Here’s the infographic he created.
Red tape adding $40 to our costs today? That will leave a bad taste in your mouth.
Let’s close on an upbeat and inspirational note by reading Professor Randy Barnett on the drafting of the Declaration of Independence.
The Committee of Five consisted of the senior Pennsylvanian Benjamin Franklin, Roger Sherman of Connecticut, New York’s Robert Livingston, the Massachusetts stalwart champion of independence John Adams, and a rather quiet thirty-three year old Virginian named Thomas Jefferson. After a series of meetings to decide on the outline of the declaration, the committee assigned Jefferson to write the first draft. …Jefferson did not have three leisurely weeks to write. He had merely a few days. Needing to work fast, Jefferson had to borrow, and he had two sources in front of him from which to crib. The first was his draft preamble for the Virginia constitution that contained a list of grievances, which was strikingly similar to the first group of charges against the King that ended up on the Declaration. The second was a preliminary version of the Virginia Declaration of Rights that had been drafted by George Mason in his room at the Raleigh Tavern in Williamsburg where the provincial convention was being held. …Mason’s May 27th draft proved handy indeed in composing the Declaration’s famous preamble. Its first two articles present two fundamental ideas that lie at the core of a Republican Constitution. The first idea is that first come rights, and then comes government.

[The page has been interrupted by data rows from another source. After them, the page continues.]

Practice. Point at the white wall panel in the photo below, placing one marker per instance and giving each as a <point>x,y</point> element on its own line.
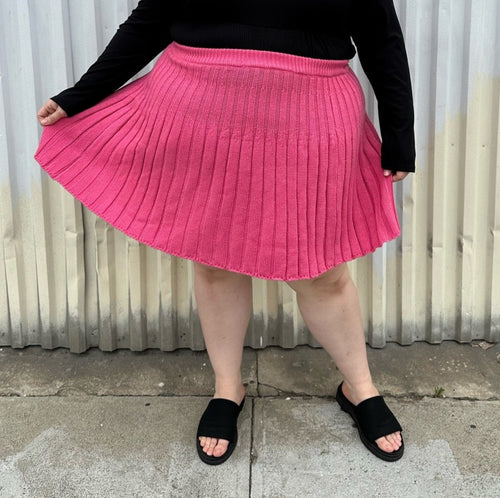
<point>67,279</point>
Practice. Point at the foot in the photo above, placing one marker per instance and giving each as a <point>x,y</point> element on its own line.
<point>389,443</point>
<point>214,446</point>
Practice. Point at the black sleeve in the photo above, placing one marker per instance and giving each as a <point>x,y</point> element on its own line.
<point>137,41</point>
<point>378,37</point>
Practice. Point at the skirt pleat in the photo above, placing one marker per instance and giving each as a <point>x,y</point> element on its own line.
<point>258,162</point>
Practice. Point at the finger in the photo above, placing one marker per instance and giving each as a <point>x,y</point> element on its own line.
<point>53,117</point>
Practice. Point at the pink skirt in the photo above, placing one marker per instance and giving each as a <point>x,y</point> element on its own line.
<point>259,162</point>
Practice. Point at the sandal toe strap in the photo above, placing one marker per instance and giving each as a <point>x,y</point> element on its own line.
<point>219,419</point>
<point>376,419</point>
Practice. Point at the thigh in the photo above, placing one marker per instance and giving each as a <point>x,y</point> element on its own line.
<point>332,278</point>
<point>211,272</point>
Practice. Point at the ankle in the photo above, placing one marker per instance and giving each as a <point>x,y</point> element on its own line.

To be sure, the Founders’ view of rights was grossly imperfect. Blacks and Indians were grossly mistreated and women were not full citizens.
But by the standards that existed then, the America’s Founders did a remarkable job of curtailing the power of the state and enhancing the rights of individuals.
The good news is that there have been some significant expansions of liberty ever since the Declaration of Independence. A bloody war was fought in part to end the scourge of slavery. The toxic combination of racism and statism embodied by the Jim Crow laws has been abolished. And women now have full political and economic rights.
The bad news is that there also have been significant contractions of liberty in the economic sphere. It started with the so-called Progressive Era, particularly the disastrous tenure of Woodrow Wilson. It then accelerated during FDR’s economy-stifling New Deal. Government’s size and power further expanded during the grim LBJ-Nixon years. And, more recently, we witnessed the debacle of a Supreme Court ruling that the very limited enumerated powers in the Constitution somehow give the federal government the right to coerce individuals to buy products from private companies.
Notwithstanding all this bad news, I’m not quite ready to pack my bags for Australia.
The United States was the only nation founded on a set of philosophical principles and I’m very patriotic – in the proper sense of the word – about being an American.
I hope all American readers enjoy Independence Day. And in the spirit of the Founding Fathers, break a few rules. Dodge a tax, set off some illegal fireworks, and drive over the speed limit!